Image by Steve Rhodes via Flickr
For out-of-work Michigan residents, news today from Washington, DC that Governor-elect Rick Snyder decided against lobbying fellow Republicans on their behalf couldn’t come at a worse time.
State officials have already stopped taking unemployment benefit applications from jobless workers and nearly 200,000 Michigan families face a grimmer holiday season. That’s because Senate Republicans in Congress are blocking any extension of unemployment benefits unless Democrats yield and balloon the deficit by $700 billion while giving the wealthiest Americans a tax break.
But Snyder, in first trip to DC since he was elected governor, chose this week not to spend any of his immense political capital on behalf of Michigan’s unemployed, probably more out of fear of offending his political party than any ideological issues.
So Snyder earns a big lump of coal in his first real test of political courage and misses an opportunity to earn some centrist political bonafides.
Yes, he would have made 43 Republican Senators mad at him for speaking out on behalf of struggling Michigan families. And, yes, political heat from Snyder might not have melted those frozen, stone-cold Republican hearts and minds. It’s also just coincidental that if the GOP has its way and the tax breaks for the rich get passed, multi-millionaire Snyder would financially benefit.
But Snyder had the opportunity in his first appearance on the national stage to use the media as a bully pulpit in support of his state’s workers and economy, an action that could have given courage to other Republican governors from states with high unemployment to do the same.

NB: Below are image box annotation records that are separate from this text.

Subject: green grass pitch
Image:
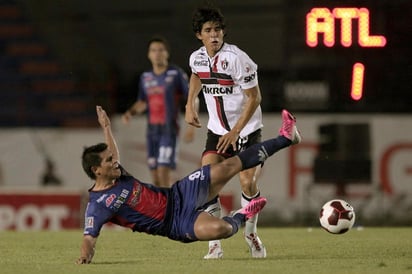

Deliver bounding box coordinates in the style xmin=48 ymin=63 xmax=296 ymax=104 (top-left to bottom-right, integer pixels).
xmin=0 ymin=227 xmax=412 ymax=274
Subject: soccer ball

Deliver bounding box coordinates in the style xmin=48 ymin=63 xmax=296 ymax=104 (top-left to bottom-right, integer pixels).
xmin=319 ymin=199 xmax=355 ymax=234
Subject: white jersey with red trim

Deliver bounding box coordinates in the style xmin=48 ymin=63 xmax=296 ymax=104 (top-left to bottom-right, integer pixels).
xmin=189 ymin=43 xmax=263 ymax=137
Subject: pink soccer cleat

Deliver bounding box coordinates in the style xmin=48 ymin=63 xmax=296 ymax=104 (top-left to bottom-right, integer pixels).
xmin=279 ymin=109 xmax=302 ymax=145
xmin=237 ymin=197 xmax=267 ymax=220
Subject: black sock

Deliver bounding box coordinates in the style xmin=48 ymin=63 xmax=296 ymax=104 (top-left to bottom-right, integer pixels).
xmin=238 ymin=136 xmax=292 ymax=170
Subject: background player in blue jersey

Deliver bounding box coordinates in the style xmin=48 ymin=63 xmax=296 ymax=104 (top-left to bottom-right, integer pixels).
xmin=76 ymin=106 xmax=300 ymax=264
xmin=122 ymin=37 xmax=194 ymax=187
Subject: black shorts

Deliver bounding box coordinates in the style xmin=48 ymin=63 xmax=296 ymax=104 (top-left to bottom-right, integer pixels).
xmin=202 ymin=129 xmax=262 ymax=158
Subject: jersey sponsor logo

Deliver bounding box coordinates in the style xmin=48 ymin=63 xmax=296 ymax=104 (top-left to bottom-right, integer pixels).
xmin=84 ymin=217 xmax=94 ymax=229
xmin=193 ymin=60 xmax=209 ymax=67
xmin=111 ymin=189 xmax=130 ymax=210
xmin=220 ymin=59 xmax=229 ymax=70
xmin=245 ymin=72 xmax=256 ymax=83
xmin=202 ymin=85 xmax=233 ymax=95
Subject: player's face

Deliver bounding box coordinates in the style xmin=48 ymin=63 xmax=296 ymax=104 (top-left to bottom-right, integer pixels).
xmin=96 ymin=149 xmax=121 ymax=180
xmin=147 ymin=42 xmax=169 ymax=66
xmin=196 ymin=21 xmax=225 ymax=56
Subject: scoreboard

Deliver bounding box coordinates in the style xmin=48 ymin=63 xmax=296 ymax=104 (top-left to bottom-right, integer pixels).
xmin=281 ymin=0 xmax=412 ymax=112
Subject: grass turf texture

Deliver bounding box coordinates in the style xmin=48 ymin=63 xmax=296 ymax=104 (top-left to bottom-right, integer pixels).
xmin=0 ymin=227 xmax=412 ymax=274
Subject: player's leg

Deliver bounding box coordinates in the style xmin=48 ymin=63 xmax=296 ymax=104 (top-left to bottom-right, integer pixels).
xmin=209 ymin=110 xmax=301 ymax=198
xmin=239 ymin=166 xmax=266 ymax=258
xmin=157 ymin=134 xmax=177 ymax=187
xmin=202 ymin=150 xmax=225 ymax=259
xmin=146 ymin=130 xmax=160 ymax=187
xmin=194 ymin=197 xmax=266 ymax=241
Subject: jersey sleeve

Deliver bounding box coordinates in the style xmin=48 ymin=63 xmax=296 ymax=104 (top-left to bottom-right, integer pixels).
xmin=176 ymin=67 xmax=189 ymax=99
xmin=189 ymin=51 xmax=197 ymax=74
xmin=137 ymin=74 xmax=147 ymax=101
xmin=83 ymin=202 xmax=113 ymax=237
xmin=233 ymin=50 xmax=258 ymax=89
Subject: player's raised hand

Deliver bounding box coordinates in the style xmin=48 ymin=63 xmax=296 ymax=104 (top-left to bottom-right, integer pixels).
xmin=96 ymin=106 xmax=110 ymax=128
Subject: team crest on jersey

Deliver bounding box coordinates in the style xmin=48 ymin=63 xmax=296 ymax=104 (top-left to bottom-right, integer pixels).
xmin=106 ymin=194 xmax=116 ymax=207
xmin=128 ymin=184 xmax=142 ymax=207
xmin=96 ymin=194 xmax=107 ymax=203
xmin=220 ymin=59 xmax=229 ymax=70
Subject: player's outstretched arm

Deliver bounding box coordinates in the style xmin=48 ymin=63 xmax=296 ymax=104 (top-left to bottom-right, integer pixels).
xmin=96 ymin=106 xmax=120 ymax=162
xmin=76 ymin=235 xmax=97 ymax=264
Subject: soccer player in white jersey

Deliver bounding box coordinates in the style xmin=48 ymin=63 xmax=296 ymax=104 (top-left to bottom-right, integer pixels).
xmin=185 ymin=7 xmax=300 ymax=259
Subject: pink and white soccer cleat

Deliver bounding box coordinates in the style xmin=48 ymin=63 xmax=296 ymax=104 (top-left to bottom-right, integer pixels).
xmin=279 ymin=109 xmax=302 ymax=145
xmin=236 ymin=197 xmax=267 ymax=220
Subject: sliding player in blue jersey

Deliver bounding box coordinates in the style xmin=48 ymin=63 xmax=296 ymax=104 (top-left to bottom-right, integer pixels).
xmin=76 ymin=106 xmax=300 ymax=264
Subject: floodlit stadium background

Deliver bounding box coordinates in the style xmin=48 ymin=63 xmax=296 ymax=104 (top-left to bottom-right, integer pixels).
xmin=0 ymin=0 xmax=412 ymax=230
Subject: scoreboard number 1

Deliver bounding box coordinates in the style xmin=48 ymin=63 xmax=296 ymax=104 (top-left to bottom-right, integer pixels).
xmin=306 ymin=7 xmax=386 ymax=101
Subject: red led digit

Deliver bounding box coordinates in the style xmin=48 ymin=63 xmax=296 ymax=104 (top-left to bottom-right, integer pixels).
xmin=350 ymin=63 xmax=365 ymax=101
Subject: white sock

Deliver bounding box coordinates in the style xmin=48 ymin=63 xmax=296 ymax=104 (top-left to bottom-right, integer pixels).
xmin=205 ymin=198 xmax=222 ymax=248
xmin=240 ymin=191 xmax=260 ymax=235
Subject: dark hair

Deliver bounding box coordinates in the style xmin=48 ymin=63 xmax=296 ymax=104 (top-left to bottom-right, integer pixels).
xmin=82 ymin=143 xmax=107 ymax=180
xmin=147 ymin=36 xmax=170 ymax=54
xmin=192 ymin=6 xmax=226 ymax=33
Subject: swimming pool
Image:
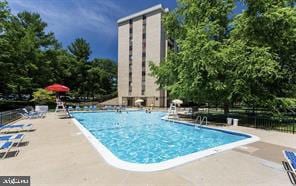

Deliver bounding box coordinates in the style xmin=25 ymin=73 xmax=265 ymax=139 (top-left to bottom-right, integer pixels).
xmin=72 ymin=112 xmax=255 ymax=171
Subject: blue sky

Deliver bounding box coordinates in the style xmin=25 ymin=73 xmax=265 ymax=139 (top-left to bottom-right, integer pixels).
xmin=8 ymin=0 xmax=241 ymax=61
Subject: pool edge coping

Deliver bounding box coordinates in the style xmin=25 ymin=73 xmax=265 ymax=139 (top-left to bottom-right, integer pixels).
xmin=71 ymin=112 xmax=260 ymax=172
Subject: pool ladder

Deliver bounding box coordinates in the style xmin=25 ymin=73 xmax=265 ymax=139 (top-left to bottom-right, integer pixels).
xmin=195 ymin=116 xmax=208 ymax=128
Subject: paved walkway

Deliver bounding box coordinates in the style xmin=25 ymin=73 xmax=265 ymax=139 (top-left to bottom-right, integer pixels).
xmin=0 ymin=113 xmax=296 ymax=186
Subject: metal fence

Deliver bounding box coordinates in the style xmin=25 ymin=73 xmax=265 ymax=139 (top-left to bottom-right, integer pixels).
xmin=198 ymin=113 xmax=296 ymax=134
xmin=0 ymin=109 xmax=21 ymax=125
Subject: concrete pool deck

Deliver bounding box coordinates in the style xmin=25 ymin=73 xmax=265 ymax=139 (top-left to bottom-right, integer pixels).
xmin=0 ymin=113 xmax=296 ymax=186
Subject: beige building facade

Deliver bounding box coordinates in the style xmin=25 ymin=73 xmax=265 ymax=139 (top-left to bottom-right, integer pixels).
xmin=117 ymin=5 xmax=167 ymax=107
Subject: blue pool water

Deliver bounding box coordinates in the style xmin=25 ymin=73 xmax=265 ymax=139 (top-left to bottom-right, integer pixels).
xmin=72 ymin=112 xmax=249 ymax=164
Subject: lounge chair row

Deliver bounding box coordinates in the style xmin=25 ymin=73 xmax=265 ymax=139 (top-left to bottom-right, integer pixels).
xmin=20 ymin=108 xmax=47 ymax=119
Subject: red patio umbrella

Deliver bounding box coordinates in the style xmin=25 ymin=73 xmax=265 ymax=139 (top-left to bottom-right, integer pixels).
xmin=45 ymin=83 xmax=70 ymax=92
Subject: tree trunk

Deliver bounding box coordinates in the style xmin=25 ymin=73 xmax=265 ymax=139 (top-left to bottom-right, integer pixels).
xmin=224 ymin=102 xmax=229 ymax=114
xmin=17 ymin=85 xmax=22 ymax=100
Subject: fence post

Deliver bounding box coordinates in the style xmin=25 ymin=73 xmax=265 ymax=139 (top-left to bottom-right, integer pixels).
xmin=292 ymin=116 xmax=296 ymax=134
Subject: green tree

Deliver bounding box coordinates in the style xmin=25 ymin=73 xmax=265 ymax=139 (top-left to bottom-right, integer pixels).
xmin=68 ymin=38 xmax=91 ymax=62
xmin=151 ymin=0 xmax=296 ymax=112
xmin=231 ymin=0 xmax=296 ymax=107
xmin=151 ymin=0 xmax=234 ymax=112
xmin=4 ymin=12 xmax=57 ymax=95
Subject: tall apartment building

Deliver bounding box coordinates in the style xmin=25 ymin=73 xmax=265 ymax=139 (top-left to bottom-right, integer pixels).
xmin=117 ymin=5 xmax=168 ymax=107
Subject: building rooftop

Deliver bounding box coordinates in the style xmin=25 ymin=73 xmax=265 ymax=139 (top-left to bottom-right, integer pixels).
xmin=117 ymin=4 xmax=169 ymax=24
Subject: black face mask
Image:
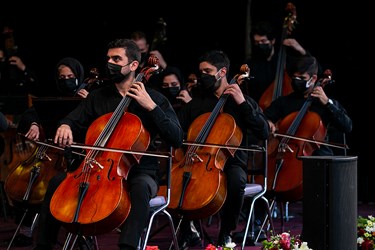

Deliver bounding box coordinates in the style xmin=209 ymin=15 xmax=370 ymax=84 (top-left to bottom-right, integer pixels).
xmin=140 ymin=52 xmax=147 ymax=64
xmin=162 ymin=87 xmax=181 ymax=103
xmin=253 ymin=43 xmax=272 ymax=60
xmin=197 ymin=73 xmax=220 ymax=93
xmin=57 ymin=78 xmax=78 ymax=95
xmin=291 ymin=78 xmax=312 ymax=94
xmin=106 ymin=63 xmax=130 ymax=83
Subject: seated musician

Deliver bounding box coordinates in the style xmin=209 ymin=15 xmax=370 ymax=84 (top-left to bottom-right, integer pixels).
xmin=264 ymin=56 xmax=352 ymax=155
xmin=0 ymin=57 xmax=89 ymax=247
xmin=34 ymin=39 xmax=183 ymax=250
xmin=176 ymin=50 xmax=269 ymax=246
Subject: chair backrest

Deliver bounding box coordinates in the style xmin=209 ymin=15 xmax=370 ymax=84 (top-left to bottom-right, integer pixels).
xmin=247 ymin=140 xmax=268 ymax=188
xmin=138 ymin=141 xmax=178 ymax=250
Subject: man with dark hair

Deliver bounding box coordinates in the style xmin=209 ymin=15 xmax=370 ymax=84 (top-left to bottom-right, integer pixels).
xmin=35 ymin=39 xmax=183 ymax=250
xmin=176 ymin=50 xmax=269 ymax=246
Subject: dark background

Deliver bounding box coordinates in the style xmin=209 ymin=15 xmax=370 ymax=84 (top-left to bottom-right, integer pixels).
xmin=0 ymin=0 xmax=375 ymax=201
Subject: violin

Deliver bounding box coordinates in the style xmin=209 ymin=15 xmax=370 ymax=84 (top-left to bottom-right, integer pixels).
xmin=50 ymin=57 xmax=159 ymax=235
xmin=267 ymin=70 xmax=331 ymax=201
xmin=259 ymin=3 xmax=297 ymax=110
xmin=168 ymin=64 xmax=250 ymax=219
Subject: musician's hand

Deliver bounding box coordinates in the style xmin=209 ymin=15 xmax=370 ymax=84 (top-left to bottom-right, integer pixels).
xmin=267 ymin=120 xmax=277 ymax=134
xmin=54 ymin=124 xmax=73 ymax=146
xmin=311 ymin=86 xmax=328 ymax=105
xmin=9 ymin=56 xmax=26 ymax=71
xmin=176 ymin=89 xmax=193 ymax=103
xmin=126 ymin=82 xmax=156 ymax=111
xmin=224 ymin=84 xmax=246 ymax=105
xmin=150 ymin=50 xmax=167 ymax=69
xmin=25 ymin=123 xmax=40 ymax=141
xmin=77 ymin=89 xmax=89 ymax=98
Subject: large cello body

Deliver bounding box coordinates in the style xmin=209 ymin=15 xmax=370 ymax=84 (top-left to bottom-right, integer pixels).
xmin=259 ymin=3 xmax=296 ymax=110
xmin=267 ymin=76 xmax=330 ymax=201
xmin=168 ymin=65 xmax=249 ymax=219
xmin=267 ymin=111 xmax=327 ymax=201
xmin=4 ymin=141 xmax=66 ymax=205
xmin=50 ymin=56 xmax=159 ymax=235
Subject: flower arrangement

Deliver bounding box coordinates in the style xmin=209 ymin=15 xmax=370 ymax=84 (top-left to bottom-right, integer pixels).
xmin=357 ymin=215 xmax=375 ymax=250
xmin=205 ymin=242 xmax=236 ymax=250
xmin=262 ymin=232 xmax=312 ymax=250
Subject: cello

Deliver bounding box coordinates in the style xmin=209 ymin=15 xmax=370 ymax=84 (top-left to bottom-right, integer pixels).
xmin=259 ymin=3 xmax=297 ymax=110
xmin=268 ymin=70 xmax=331 ymax=201
xmin=50 ymin=57 xmax=159 ymax=235
xmin=4 ymin=129 xmax=66 ymax=205
xmin=168 ymin=64 xmax=250 ymax=219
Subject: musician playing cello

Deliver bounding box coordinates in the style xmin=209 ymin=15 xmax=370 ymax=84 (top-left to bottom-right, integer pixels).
xmin=176 ymin=50 xmax=269 ymax=246
xmin=264 ymin=55 xmax=352 ymax=155
xmin=35 ymin=39 xmax=183 ymax=249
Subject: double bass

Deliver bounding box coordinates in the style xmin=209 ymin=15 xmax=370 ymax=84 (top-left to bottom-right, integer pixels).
xmin=268 ymin=70 xmax=331 ymax=201
xmin=168 ymin=64 xmax=250 ymax=219
xmin=259 ymin=3 xmax=297 ymax=110
xmin=50 ymin=55 xmax=159 ymax=235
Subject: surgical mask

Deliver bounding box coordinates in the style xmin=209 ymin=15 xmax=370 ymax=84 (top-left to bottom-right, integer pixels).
xmin=107 ymin=62 xmax=131 ymax=83
xmin=291 ymin=77 xmax=312 ymax=94
xmin=162 ymin=87 xmax=181 ymax=102
xmin=57 ymin=78 xmax=78 ymax=95
xmin=198 ymin=69 xmax=221 ymax=93
xmin=253 ymin=43 xmax=272 ymax=59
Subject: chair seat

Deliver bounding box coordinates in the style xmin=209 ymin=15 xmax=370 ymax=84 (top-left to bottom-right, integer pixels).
xmin=245 ymin=183 xmax=263 ymax=197
xmin=150 ymin=196 xmax=167 ymax=208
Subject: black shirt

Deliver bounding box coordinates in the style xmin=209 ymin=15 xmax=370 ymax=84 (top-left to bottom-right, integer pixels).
xmin=178 ymin=91 xmax=269 ymax=168
xmin=60 ymin=85 xmax=183 ymax=177
xmin=264 ymin=92 xmax=352 ymax=155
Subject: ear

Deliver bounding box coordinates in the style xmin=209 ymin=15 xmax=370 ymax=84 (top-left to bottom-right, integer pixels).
xmin=129 ymin=61 xmax=139 ymax=71
xmin=219 ymin=67 xmax=228 ymax=77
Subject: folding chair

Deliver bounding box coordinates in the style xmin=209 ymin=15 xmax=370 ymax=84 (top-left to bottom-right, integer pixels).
xmin=62 ymin=233 xmax=99 ymax=250
xmin=138 ymin=147 xmax=179 ymax=250
xmin=241 ymin=141 xmax=274 ymax=249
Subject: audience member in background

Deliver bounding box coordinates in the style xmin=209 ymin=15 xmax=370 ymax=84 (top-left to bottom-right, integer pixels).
xmin=0 ymin=112 xmax=13 ymax=132
xmin=0 ymin=49 xmax=39 ymax=96
xmin=130 ymin=31 xmax=167 ymax=70
xmin=160 ymin=66 xmax=192 ymax=112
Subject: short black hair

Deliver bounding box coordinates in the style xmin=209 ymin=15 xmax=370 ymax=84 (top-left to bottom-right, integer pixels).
xmin=107 ymin=38 xmax=141 ymax=62
xmin=198 ymin=50 xmax=230 ymax=72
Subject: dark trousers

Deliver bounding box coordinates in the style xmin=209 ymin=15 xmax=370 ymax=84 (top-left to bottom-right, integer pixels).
xmin=219 ymin=166 xmax=247 ymax=237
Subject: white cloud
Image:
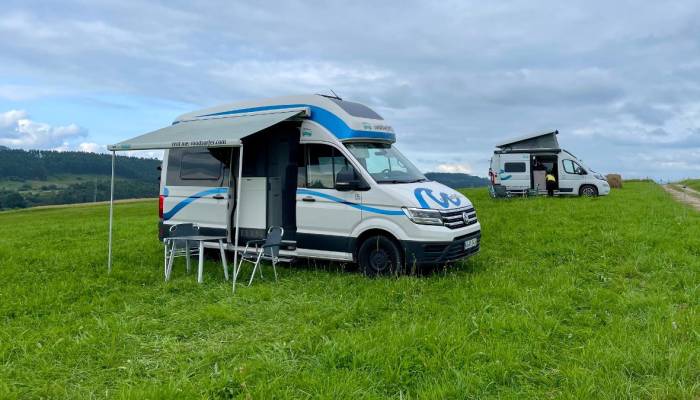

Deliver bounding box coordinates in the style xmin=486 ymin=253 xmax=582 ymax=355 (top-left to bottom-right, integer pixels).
xmin=435 ymin=164 xmax=472 ymax=174
xmin=0 ymin=110 xmax=87 ymax=149
xmin=78 ymin=142 xmax=107 ymax=153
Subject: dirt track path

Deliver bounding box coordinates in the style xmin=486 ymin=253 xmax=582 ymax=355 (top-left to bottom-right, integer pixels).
xmin=661 ymin=185 xmax=700 ymax=211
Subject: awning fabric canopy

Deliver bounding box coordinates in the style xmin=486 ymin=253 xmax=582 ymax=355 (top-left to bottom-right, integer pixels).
xmin=108 ymin=108 xmax=309 ymax=151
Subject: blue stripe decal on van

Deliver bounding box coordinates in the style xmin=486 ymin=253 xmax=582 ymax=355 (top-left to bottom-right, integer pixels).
xmin=297 ymin=189 xmax=404 ymax=215
xmin=197 ymin=104 xmax=396 ymax=142
xmin=163 ymin=188 xmax=228 ymax=221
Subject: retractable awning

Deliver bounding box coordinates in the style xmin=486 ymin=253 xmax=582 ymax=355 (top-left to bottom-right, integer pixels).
xmin=107 ymin=107 xmax=309 ymax=151
xmin=107 ymin=107 xmax=310 ymax=290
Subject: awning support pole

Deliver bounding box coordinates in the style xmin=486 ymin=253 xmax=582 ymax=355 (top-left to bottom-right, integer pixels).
xmin=232 ymin=143 xmax=243 ymax=293
xmin=107 ymin=151 xmax=116 ymax=274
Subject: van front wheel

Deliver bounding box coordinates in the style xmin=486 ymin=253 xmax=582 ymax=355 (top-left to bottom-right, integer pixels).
xmin=579 ymin=185 xmax=598 ymax=197
xmin=357 ymin=235 xmax=401 ymax=276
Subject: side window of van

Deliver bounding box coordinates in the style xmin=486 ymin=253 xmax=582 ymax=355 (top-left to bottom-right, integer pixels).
xmin=166 ymin=149 xmax=224 ymax=187
xmin=561 ymin=160 xmax=583 ymax=175
xmin=306 ymin=144 xmax=333 ymax=189
xmin=297 ymin=144 xmax=355 ymax=189
xmin=504 ymin=163 xmax=526 ymax=172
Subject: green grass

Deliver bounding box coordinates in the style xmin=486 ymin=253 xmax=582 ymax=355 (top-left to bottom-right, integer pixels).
xmin=0 ymin=174 xmax=109 ymax=192
xmin=679 ymin=179 xmax=700 ymax=192
xmin=0 ymin=183 xmax=700 ymax=399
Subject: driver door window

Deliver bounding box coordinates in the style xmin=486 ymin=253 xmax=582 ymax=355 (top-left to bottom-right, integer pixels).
xmin=297 ymin=144 xmax=357 ymax=189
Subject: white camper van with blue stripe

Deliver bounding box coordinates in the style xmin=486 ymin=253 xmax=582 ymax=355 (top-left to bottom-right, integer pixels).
xmin=153 ymin=95 xmax=481 ymax=275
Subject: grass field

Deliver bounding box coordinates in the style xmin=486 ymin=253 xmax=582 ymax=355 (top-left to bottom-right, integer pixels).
xmin=680 ymin=179 xmax=700 ymax=192
xmin=0 ymin=183 xmax=700 ymax=399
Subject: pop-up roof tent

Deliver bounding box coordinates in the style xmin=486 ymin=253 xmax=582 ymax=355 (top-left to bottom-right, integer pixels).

Instead Snyder shied away from the national press–probably a good PR move personally–and took on a less controversial issue among Republicans that benefits businesses: asking Washington to forgive interest payments owed on federal loans to cover past unemployment benefits.
Fighting to give Michigan businesses a break during hard times is not necessarily a bad thing. The interest payment costs on the loans run thousands of dollars for small businesses forced to cut back on workers, potentially leading to even more layoffs. So let’s give Snyder credit for being on top of an in issue that’s important to our local economy.
But that was an easy lift for a governor-elect who campaigned on a platform of giving businesses a break. When it came time for the heavier political lifting, the Nerd wasn’t so tough.